Unicode has caused many problems (although it was common for m17n and i18n to be not working well before Unicode either). One problem is making some programs no longer 8-bit clean.

Unicode might be considered in two ways: (1) Unicode is an approximation of multiple other character sets, (2) All character sets are an encoding of a subset of Unicode. At best, if Unicode is used at all, it should be used as (1) (as a last resort), but it is too common for Unicode to be used as (2) (as a first resort), which is not good in my opinion.

(I mostly avoid Unicode in my software, although it is also often the case (and, in many (but not all) programs, should be the case) that it only cares about ASCII but does not prevent you from using any other character encodings that are compatible with ASCII.)

> ASCII is still the only text system that will really work well everywhere, which I consider a must for calling something plain text.

Yes, it does work well (almost) everywhere.

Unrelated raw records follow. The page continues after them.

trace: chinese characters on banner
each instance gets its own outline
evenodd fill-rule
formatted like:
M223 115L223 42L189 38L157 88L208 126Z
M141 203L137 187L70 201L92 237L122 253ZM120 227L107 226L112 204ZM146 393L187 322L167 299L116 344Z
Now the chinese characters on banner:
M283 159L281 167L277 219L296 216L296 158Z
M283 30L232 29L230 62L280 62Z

Supersets of ASCII are also common, including UTF-8, and PC character set, ISO 2022 (if ASCII is the initially selected G0 set, which it is in the ASN.1 Graphic string and General string types, as well in most terminal emulators), EUC-JP, etc. In these cases, ASCII will also usually work well.

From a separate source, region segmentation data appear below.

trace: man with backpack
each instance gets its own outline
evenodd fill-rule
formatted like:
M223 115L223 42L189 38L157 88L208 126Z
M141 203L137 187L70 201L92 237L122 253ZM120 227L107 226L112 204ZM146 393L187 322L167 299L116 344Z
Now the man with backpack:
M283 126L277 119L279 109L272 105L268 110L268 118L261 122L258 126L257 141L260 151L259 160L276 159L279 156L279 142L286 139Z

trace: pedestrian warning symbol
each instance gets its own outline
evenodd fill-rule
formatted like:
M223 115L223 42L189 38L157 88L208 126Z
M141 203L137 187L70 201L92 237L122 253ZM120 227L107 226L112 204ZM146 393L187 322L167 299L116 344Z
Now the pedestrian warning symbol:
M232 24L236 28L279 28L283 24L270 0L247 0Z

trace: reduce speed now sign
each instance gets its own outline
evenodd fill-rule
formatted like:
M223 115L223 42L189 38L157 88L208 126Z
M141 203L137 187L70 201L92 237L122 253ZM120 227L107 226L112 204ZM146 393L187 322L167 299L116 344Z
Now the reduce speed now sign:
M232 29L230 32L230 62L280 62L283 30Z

However, as another comment mentions, and I agree with them, that if you mean "ASCII" then it is what you should say, rather than "plain text" which does not tell you what the character encoding is. That other comment says:

> Plain text is text intended to be interpreted as bytes that map simply to characters.

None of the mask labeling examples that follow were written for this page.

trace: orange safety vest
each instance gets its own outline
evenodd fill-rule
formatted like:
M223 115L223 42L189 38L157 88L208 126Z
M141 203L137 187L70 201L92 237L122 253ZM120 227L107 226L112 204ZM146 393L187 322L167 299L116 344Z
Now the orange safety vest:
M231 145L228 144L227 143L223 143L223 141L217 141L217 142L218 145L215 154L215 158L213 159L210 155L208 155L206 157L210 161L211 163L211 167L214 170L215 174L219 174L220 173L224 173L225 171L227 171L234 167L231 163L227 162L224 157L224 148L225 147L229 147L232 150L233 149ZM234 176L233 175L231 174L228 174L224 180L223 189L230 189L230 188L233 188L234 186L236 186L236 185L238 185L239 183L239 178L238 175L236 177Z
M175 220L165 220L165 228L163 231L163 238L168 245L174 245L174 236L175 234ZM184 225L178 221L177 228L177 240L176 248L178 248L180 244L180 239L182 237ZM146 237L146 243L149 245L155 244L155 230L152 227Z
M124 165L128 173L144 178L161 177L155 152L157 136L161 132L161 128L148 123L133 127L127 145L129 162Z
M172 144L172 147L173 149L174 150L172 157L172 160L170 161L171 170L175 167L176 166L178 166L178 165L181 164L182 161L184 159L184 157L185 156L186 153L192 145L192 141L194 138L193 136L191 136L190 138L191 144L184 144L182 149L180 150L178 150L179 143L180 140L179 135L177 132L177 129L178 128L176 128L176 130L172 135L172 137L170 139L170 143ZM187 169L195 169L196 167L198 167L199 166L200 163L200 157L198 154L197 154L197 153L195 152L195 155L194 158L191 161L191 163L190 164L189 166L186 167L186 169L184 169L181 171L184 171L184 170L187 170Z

However, it is not always so clear and simple what "characters" is, depending on the character sets and what language you are writing. And then, there are also control characters, to be considered, so it is again not quite so "plain".

> And yes, ASCII means mostly limiting things to English but for many environments that's almost expected. I would even defend this not being a native English speaker myself.

In my opinion, it depends on the context and usage. One character set (regardless of which one it is) cannot be suitable for all purposes. However, for many purposes, ASCII is suitable (including C source code; you might put l10n in a separate file).

You should have proper m17n (in the contexts where it is appropriate, which is not necessarily all files), but Unicode is not a good way to do it.

1 comments

All character setes do not encode subsets of Unicode.

Two well-known counterexamples that come immediately to mind:

1. Mac OS Roman includes a non-Unicode Apple logo.

2. The Atari ST character set includes two non-Unicode characters that combine to create an Atari logo, and 4 non-Unicode characters that combine to create a picture of J.R. "Bob" Dobbs [1].

[1] https://en.wikipedia.org/wiki/J._R._%22Bob%22_Dobbs

Yes, I know that (I was aware of both of these cases, as well as others). In those cases, there are characters that do not correspond to any Unicode characters.

Nevertheless, what I was saying is that many programs seem to be designed as though other character sets do encode subsets of Unicode, but actually they are different character sets and are not Unicode.

However, what I meant was, in addition to things like the examples that you have, other less obvious cases. Even if characters do correspond to Unicode (and sometimes there is more than one way to do it, which is the case for several PC characters), they are not necessarily supposed to work in the same way.

At best, Unicode could be used as an approximation if the other character sets cannot be used, although sometimes there are other ways to do it.